Plemper’s team infected ferrets with canine distemper virus—a surrogate since measles only infects humans—and then treated them with polymerase inhibitors at different time points. Treating ferrets when symptoms start to develop, which is typically around the three to five days after exposure to the virus, stopped the virus from replicating and protected the weasels from succumbing to the disease.
If a polymerase inhibitor is given early enough after exposure, or “at the onset of fever,” Plemper said, “then any further disease progression to severe disease can be prevented and the animal recovers very quickly.”
Within this narrow time window, Plemper sees hope for an antiviral to one day help treat unvaccinated patients who are exposed to measles. And, because his compounds work against other viruses, too, there is a feasible path to get them into the clinic as a treatment for immunocompromised patients who catch a parainfluenza virus, which are related to measles and currently have no vaccine to prevent contraction.
“There is precedent for clinical trials in those patients and the clinical need is clearly there,” he said.
Missing memory
One of the most insidious symptoms of measles is its ability to wipe out the immune system’s memory, causing so-called “immune amnesia.” Patients who recover from the disease are generally immune to measles for life afterward but become susceptible to other infections they’d previously been exposed to.
Though often thought of as a respiratory virus, measles actually first infects immune cells in the respiratory system. These infected cells then travel to the nearest lymph node to activate an immune response, which the virus takes advantage of to infect more immune cells, including memory B cells that form our long-term immunity, and spread throughout the body.

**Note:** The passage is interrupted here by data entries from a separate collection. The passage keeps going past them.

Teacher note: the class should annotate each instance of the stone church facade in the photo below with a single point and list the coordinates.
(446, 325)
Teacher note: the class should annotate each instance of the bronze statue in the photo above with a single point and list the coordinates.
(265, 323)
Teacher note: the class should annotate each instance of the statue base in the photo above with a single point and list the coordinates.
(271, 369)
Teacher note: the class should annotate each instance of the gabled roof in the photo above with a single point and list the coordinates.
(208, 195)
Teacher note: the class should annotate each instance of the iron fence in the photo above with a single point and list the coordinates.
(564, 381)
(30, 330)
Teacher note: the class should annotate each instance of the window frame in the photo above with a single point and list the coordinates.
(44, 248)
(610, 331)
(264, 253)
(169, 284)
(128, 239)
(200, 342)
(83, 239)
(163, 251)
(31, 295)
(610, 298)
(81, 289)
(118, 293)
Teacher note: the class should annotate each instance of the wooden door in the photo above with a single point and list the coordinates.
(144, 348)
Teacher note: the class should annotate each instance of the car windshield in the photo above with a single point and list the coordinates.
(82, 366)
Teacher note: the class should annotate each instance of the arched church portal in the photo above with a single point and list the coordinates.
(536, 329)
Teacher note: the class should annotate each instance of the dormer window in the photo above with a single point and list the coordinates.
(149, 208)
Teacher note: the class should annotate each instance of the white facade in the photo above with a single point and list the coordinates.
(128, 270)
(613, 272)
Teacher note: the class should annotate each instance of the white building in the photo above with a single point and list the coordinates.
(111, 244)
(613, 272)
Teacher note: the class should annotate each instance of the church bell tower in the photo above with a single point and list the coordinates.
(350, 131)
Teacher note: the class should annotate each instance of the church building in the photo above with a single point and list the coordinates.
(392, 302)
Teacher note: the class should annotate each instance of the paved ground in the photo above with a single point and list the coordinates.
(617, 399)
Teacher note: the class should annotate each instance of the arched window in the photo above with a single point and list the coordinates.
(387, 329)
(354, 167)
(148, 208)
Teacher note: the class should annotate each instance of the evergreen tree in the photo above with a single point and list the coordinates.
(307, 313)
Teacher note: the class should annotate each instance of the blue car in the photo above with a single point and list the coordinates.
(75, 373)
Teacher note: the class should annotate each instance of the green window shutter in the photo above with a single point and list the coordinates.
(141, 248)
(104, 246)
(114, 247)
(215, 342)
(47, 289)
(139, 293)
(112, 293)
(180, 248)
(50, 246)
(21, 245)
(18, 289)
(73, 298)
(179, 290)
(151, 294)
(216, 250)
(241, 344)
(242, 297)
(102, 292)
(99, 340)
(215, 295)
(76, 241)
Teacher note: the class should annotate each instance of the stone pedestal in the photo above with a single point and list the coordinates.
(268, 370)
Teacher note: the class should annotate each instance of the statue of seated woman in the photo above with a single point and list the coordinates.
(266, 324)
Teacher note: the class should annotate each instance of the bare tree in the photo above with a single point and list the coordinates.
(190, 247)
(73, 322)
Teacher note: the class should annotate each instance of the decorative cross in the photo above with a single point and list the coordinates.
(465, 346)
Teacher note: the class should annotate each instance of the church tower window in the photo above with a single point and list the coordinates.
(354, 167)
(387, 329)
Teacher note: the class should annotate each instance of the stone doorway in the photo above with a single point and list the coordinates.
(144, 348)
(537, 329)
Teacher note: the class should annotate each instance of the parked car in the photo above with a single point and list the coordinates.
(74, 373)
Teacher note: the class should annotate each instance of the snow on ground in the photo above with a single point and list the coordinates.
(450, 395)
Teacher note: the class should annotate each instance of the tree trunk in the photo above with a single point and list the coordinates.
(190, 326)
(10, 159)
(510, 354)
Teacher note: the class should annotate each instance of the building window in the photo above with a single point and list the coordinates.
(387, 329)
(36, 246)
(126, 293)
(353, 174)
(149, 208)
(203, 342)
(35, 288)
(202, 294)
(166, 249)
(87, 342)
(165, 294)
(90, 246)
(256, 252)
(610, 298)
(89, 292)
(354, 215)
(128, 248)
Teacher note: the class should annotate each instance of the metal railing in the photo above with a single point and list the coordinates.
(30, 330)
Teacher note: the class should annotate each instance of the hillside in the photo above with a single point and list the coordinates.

“It's a systemic infection,” Plemper said. “That means the virus enters the body and is not restricted to the respiratory tract, and, overall, the patient is very, very sick.”
The effective MMR vaccine and mass vaccination campaigns of the past have prompted another form of measles memory loss—people have forgotten just how serious the disease is.
“Measles is actually the most infectious virus that we have identified so far,” Plemper said. The virus acts fast and hits hard, causing fever, rash, cough and other respiratory symptoms. But the disease doesn’t always end there—the virus can also open the door for deadly pneumonia or brain swelling, which can cause permanent brain damage, as well as bacterial ear infections that can lead to deafness.
Before the measles vaccine became available in 1963, about 2.6 million people—mostly children—died from measles every year, according to the World Health Organization.
Communities in the U.S. regularly dealt with measles outbreaks that swept through the most recent generation of children who had not yet been exposed and thus had no immunity. The CDC estimates that before the vaccine, 3 million to 4 million people were infected every year, with about 500 deaths, 48,000 hospitalizations and 1,000 cases of dangerous brain swelling reported per year.
Because the country no longer regularly sees children die or become disabled due to infectious diseases like measles, the extremely small risks of the vaccine weigh heavier in parents’ minds, Plemper said.
The vaccine “fell victim to its own success,” he said. “How devastating this was: what it means to lose a child to an infectious disease, that has fallen out of memory.”